Maybe I was expecting something more like the performances in Kingdom of Shadows, her gorgeous new concert film, which feels like an elegant art project despite debuting via live streaming platform Veeps and Live Nation last night. With a slung guitar and a masked backing band whose mostly acoustic instrumentation resembles different shades of the same muted blue, the 80-year-old icon sings clearly, melodically, beautifully. Rendered in black and white, Dylan sometimes seems to want to burst across the screen, gesturing passionately, staggering slightly.

The film is subtitled “The First Songs of Bob Dylan”, but this framing is a bit abusive. None of his 13 songs predate his reinvention of mid-1960s rock, and the most recent inclusion is a mind-boggling rendition of “What Was It You Wanted” from 1989 Oh mercy. Showcase songs from the album instead of major singles, Kingdom of Shadows leans towards the 12 bar blues vamps, love songs and deep cuts that have populated his recent setlists.

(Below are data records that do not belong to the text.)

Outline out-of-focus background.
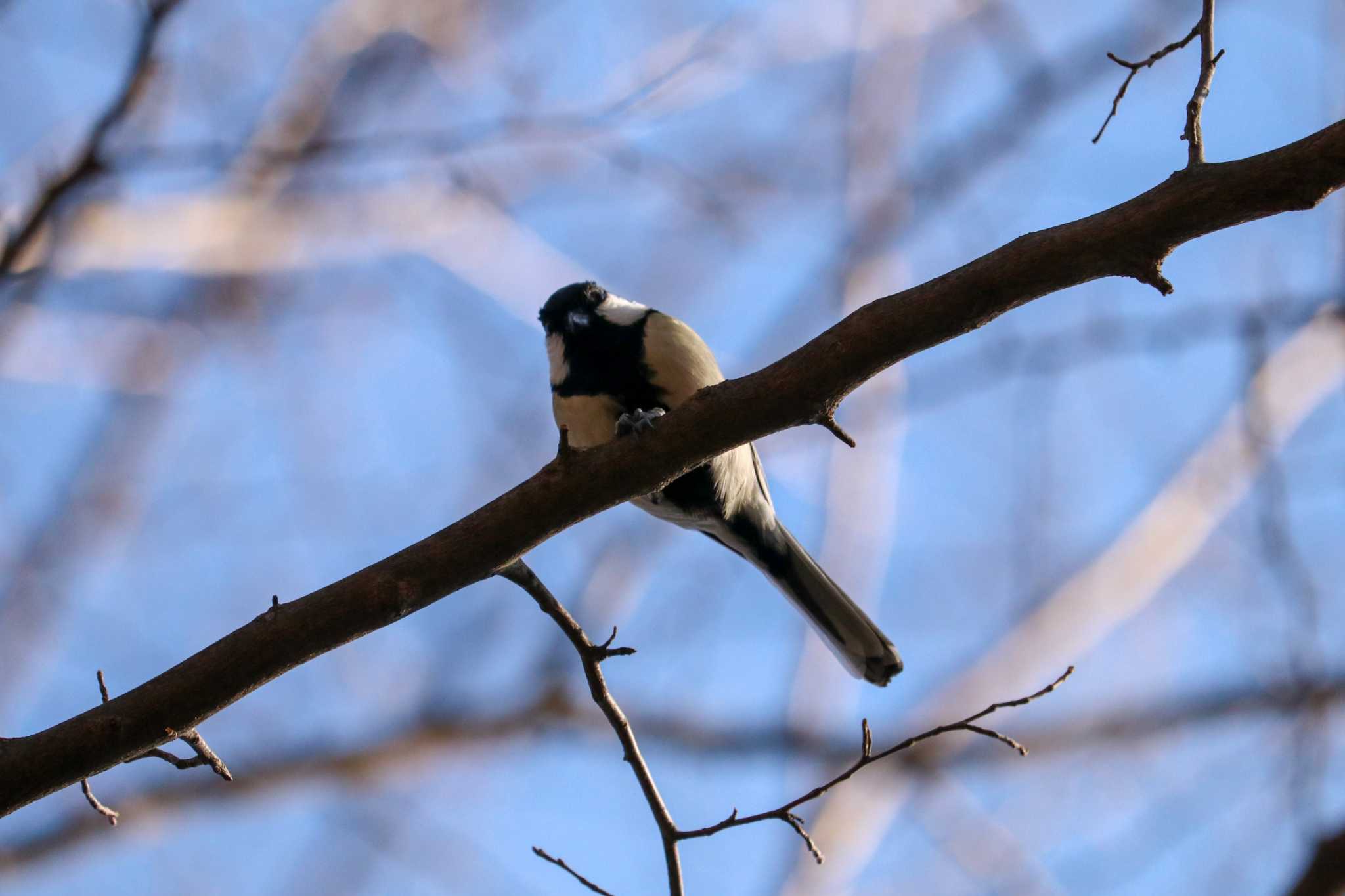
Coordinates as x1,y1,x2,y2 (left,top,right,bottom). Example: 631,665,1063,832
0,0,1345,895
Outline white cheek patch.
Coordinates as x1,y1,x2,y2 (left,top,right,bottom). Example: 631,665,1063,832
546,333,570,385
597,293,650,326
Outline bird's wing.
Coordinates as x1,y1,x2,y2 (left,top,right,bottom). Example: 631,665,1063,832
644,312,724,407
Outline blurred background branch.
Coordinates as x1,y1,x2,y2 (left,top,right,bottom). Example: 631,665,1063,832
0,0,1345,896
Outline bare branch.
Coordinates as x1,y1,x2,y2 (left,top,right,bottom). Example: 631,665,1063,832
79,778,121,828
0,121,1345,814
0,0,180,277
0,677,1345,878
79,669,121,828
676,666,1074,865
1092,22,1200,144
498,560,682,896
812,411,856,447
1289,828,1345,896
1181,0,1224,168
533,846,612,896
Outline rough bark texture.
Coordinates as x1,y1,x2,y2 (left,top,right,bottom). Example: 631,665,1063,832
0,121,1345,814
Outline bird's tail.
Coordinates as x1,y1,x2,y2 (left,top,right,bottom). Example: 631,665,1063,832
762,523,901,687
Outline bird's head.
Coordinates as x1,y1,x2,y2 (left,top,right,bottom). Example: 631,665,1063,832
537,281,608,337
537,281,650,341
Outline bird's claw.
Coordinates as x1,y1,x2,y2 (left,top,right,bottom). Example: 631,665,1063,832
616,407,663,435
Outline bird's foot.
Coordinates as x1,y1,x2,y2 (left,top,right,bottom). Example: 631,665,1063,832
616,407,663,435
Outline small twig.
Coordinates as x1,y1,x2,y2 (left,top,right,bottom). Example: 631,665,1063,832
98,672,235,779
1181,0,1224,168
812,411,854,447
556,426,573,470
676,666,1074,863
496,561,683,896
1093,22,1200,144
177,728,234,780
79,669,121,828
784,813,826,865
593,626,635,662
533,846,612,896
79,778,121,828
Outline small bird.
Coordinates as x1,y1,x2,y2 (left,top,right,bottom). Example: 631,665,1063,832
538,282,901,685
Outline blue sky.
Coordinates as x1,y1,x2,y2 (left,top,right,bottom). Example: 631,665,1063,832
0,0,1345,895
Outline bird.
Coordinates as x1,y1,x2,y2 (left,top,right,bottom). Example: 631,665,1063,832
538,281,902,687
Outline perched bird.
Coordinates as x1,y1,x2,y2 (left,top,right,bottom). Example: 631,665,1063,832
538,282,901,685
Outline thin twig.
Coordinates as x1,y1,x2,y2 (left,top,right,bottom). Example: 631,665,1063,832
556,426,573,470
0,0,180,276
496,560,683,896
99,669,234,779
676,666,1074,863
177,728,234,780
79,778,121,828
1093,22,1200,144
533,846,612,896
79,669,121,828
1181,0,1224,168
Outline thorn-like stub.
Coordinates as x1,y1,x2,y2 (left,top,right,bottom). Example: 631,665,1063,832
812,408,856,447
1128,261,1173,295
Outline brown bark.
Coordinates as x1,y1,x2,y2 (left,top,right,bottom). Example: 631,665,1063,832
0,121,1345,814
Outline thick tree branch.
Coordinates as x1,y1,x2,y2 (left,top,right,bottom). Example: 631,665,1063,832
0,121,1345,814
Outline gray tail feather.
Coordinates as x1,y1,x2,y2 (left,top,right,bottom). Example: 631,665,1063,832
765,523,901,687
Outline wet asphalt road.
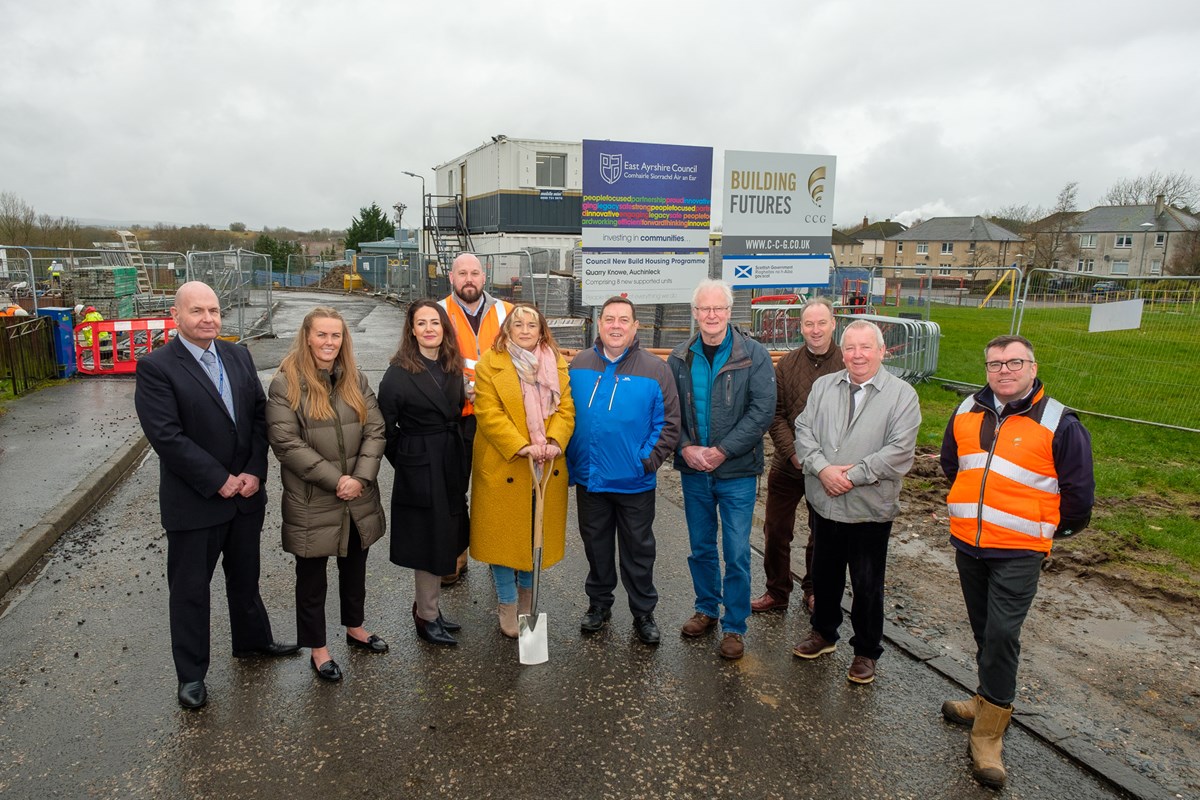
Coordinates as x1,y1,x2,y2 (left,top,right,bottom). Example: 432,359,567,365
0,295,1118,800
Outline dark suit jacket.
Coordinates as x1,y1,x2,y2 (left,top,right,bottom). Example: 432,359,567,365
134,337,266,530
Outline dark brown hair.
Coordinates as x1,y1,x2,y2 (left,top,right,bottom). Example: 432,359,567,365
391,300,462,375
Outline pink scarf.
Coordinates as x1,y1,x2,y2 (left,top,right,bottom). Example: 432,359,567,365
509,342,563,445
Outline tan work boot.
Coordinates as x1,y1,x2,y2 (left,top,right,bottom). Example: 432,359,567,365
942,694,983,726
970,697,1013,789
498,603,517,639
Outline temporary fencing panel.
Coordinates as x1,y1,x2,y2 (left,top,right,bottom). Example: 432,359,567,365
74,318,175,375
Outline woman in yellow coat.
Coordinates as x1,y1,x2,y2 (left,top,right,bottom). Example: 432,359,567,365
470,303,575,638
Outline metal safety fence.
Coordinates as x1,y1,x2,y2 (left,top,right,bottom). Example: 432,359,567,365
1016,269,1200,432
187,249,275,342
0,317,59,397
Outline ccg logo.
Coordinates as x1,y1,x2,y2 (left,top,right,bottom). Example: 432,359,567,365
809,167,824,205
600,152,625,184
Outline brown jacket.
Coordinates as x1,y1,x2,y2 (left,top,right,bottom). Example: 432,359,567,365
266,372,386,558
769,342,842,480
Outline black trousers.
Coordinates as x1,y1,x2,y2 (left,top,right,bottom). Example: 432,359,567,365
810,511,892,658
575,486,659,616
762,469,812,603
954,551,1045,705
167,509,272,681
296,522,370,648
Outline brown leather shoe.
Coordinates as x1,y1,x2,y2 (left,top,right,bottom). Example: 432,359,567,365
846,656,875,684
679,612,716,639
792,631,838,658
721,633,746,661
750,591,787,614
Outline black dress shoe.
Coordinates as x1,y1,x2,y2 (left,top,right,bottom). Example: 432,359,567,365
308,657,342,681
233,642,300,658
179,680,209,709
413,608,458,646
634,614,662,645
346,633,388,652
580,606,612,633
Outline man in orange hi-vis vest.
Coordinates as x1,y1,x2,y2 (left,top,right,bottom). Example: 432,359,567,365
438,253,512,587
941,336,1096,788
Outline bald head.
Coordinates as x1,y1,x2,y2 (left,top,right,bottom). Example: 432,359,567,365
450,253,485,306
170,281,221,349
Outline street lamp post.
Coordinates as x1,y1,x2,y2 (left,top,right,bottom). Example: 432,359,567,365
400,169,427,255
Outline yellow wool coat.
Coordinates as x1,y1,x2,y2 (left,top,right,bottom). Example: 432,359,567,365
470,349,575,570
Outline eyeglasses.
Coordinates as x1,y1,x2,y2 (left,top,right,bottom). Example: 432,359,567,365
984,359,1037,372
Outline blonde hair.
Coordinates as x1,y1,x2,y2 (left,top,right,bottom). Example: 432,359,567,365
280,306,367,425
492,302,559,357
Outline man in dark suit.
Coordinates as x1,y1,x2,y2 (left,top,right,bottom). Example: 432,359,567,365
134,282,299,709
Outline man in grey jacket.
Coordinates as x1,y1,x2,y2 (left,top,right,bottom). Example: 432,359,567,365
667,279,775,658
792,320,920,684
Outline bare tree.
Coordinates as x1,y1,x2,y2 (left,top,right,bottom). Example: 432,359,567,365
0,192,37,245
1100,169,1200,209
1025,181,1079,270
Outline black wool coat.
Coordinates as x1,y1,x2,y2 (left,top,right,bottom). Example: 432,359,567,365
379,365,470,575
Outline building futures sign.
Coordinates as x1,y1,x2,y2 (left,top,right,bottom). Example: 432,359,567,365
721,150,838,289
582,139,713,306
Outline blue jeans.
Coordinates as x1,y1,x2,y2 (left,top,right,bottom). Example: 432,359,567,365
490,564,533,604
680,473,758,634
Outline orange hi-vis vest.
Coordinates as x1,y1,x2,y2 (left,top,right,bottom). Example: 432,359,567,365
946,387,1067,553
438,296,512,416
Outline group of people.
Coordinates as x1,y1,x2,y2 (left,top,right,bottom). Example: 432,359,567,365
136,254,1093,786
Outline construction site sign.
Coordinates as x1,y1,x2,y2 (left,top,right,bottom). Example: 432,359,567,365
581,139,713,305
721,150,838,289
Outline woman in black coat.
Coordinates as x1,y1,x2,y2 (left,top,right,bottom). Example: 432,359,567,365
379,300,470,644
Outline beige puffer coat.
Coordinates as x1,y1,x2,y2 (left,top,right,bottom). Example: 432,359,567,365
266,372,386,558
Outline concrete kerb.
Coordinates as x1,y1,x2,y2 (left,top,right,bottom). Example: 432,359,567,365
751,513,1175,800
0,434,149,597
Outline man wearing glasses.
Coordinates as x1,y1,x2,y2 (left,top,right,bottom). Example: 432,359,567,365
667,279,775,658
941,336,1096,788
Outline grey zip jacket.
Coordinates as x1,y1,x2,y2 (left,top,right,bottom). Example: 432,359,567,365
796,367,920,523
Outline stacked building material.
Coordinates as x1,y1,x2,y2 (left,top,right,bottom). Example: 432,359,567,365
71,266,138,319
546,317,592,350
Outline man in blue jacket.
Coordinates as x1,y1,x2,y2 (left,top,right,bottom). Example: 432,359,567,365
667,279,775,658
566,297,679,645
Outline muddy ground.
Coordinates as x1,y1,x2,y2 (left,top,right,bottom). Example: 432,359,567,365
659,448,1200,798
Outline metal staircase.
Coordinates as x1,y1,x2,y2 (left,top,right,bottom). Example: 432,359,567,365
425,194,474,275
116,230,152,294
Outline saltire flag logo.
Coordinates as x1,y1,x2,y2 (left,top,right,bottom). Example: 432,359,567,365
600,152,624,184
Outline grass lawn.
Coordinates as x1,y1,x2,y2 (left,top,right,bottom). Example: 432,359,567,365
902,307,1200,583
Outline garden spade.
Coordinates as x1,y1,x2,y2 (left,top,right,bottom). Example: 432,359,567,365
517,458,554,664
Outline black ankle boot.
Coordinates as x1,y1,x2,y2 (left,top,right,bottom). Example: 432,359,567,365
413,603,458,645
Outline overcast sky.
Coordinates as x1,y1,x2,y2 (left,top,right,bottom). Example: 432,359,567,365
0,0,1200,230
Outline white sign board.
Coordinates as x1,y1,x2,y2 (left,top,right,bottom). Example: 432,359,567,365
1087,299,1142,333
581,252,708,306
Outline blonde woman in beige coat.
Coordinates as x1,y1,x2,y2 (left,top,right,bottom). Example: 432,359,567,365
470,303,575,638
266,307,388,681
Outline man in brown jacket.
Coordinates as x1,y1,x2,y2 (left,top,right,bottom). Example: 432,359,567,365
750,297,842,613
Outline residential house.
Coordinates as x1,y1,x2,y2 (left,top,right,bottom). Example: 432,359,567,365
854,217,908,266
883,217,1026,279
1060,194,1200,277
829,228,863,266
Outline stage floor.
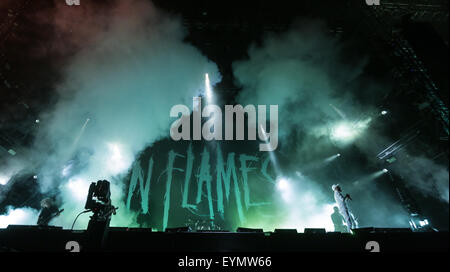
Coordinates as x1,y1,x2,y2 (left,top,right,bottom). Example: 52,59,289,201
0,226,449,253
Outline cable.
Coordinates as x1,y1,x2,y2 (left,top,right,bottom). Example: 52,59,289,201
70,210,91,231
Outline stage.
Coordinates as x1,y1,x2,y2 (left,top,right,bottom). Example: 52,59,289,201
0,226,448,254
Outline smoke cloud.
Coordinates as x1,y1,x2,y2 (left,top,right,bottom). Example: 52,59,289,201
233,21,414,230
1,0,220,228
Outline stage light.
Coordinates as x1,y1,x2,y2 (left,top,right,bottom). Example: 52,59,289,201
332,123,356,140
66,178,89,201
107,142,133,174
325,153,341,163
205,73,213,103
330,118,372,144
277,178,289,191
0,174,10,185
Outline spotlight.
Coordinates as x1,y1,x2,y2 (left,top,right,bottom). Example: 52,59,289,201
0,174,10,185
277,178,289,191
205,73,213,103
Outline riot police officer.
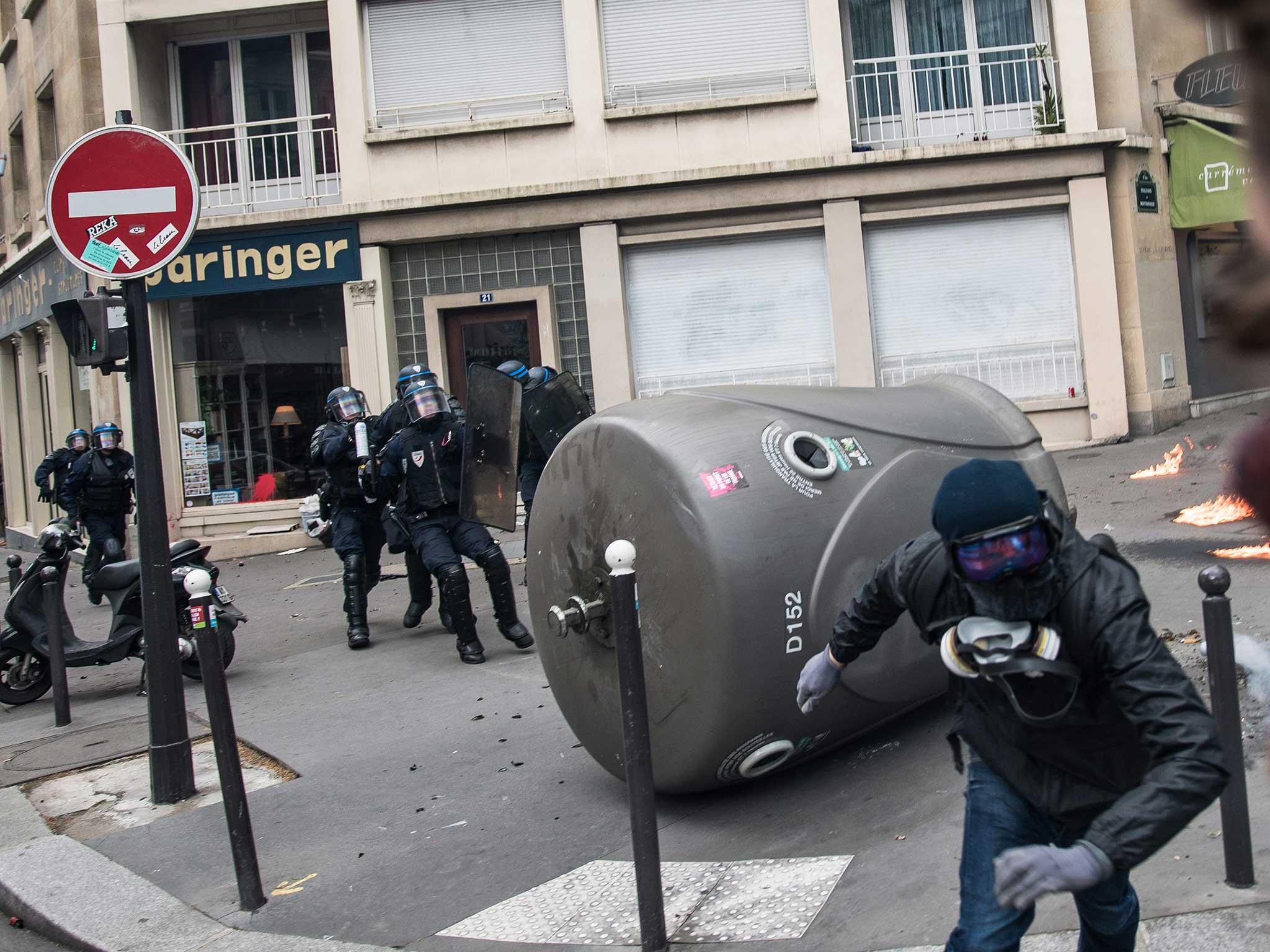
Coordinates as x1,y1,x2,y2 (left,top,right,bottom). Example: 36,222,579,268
380,382,533,664
310,387,383,649
371,363,465,628
64,420,135,606
35,429,89,523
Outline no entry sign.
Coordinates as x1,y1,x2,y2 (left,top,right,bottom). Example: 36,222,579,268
45,126,198,280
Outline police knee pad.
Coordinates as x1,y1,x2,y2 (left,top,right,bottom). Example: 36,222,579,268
473,545,510,575
435,563,468,602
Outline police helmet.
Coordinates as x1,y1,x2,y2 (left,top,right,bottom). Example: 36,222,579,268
326,387,366,423
397,363,440,397
525,367,560,390
487,361,530,387
93,420,123,449
401,381,450,423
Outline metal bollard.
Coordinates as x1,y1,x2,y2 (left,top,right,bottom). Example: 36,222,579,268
1199,565,1256,889
605,539,667,952
39,565,71,728
184,569,268,913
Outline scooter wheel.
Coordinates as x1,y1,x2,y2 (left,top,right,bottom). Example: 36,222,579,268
180,620,236,681
0,647,53,705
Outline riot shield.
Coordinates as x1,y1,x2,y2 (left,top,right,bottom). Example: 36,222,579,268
458,364,521,532
525,371,592,457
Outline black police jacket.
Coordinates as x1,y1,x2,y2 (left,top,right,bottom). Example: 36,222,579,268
380,418,464,515
830,523,1228,870
35,447,84,499
371,394,468,447
66,449,135,515
310,420,378,508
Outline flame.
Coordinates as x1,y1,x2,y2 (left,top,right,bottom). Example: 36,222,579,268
1129,443,1186,480
1173,496,1256,526
1209,542,1270,558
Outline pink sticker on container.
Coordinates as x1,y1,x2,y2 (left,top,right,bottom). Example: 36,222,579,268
697,464,749,499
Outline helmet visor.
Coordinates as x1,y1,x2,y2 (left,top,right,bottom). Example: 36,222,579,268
405,387,446,423
952,523,1049,583
332,390,366,420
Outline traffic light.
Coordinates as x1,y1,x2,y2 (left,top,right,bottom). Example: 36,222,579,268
53,288,128,373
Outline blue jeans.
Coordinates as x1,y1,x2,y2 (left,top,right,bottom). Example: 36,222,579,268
944,752,1138,952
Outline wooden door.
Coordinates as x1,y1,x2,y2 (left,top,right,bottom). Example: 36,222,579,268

Apparently recorded in a studio, the performances were arranged for the film in an interconnected series of music videos by director Alma Har’el, whose resume includes the 2019 independent film. honey boy as well as videos for Sigur Rós and Beirut. She has a knack for visualizing the haunted bar production that Dylan has favored on his modern studio albums: as he sings in dark rooms filled with cigarette smoke and lamps, models and Western characters, it all takes on a surreal and ghostly quality.

With minor costume and set changes, it performs for a host of former patrons who lose their shit on the dance floor during “Watching the River Flow”, and in front of a sea of ​​impartial cowboys watching their beers. while he sings “Just Like Tom The Thumb Blues. At times like these, the title of Kingdom of Shadows is not only a reference to Dylan’s songwriting world, but to the places and audiences where he imagines himself delivering his songs – a personal touch that gives a bittersweet, elegiac quality to songs like ” Forever Young “and” It’s All Over Now, Baby Blue. (In this sense, the atmosphere is reminiscent of David Lynch’s self-referential sprawl. Twin Peaks: the return– and not just because of the aesthetic similarity to Roadhouse’s performances that ended most of its episodes.)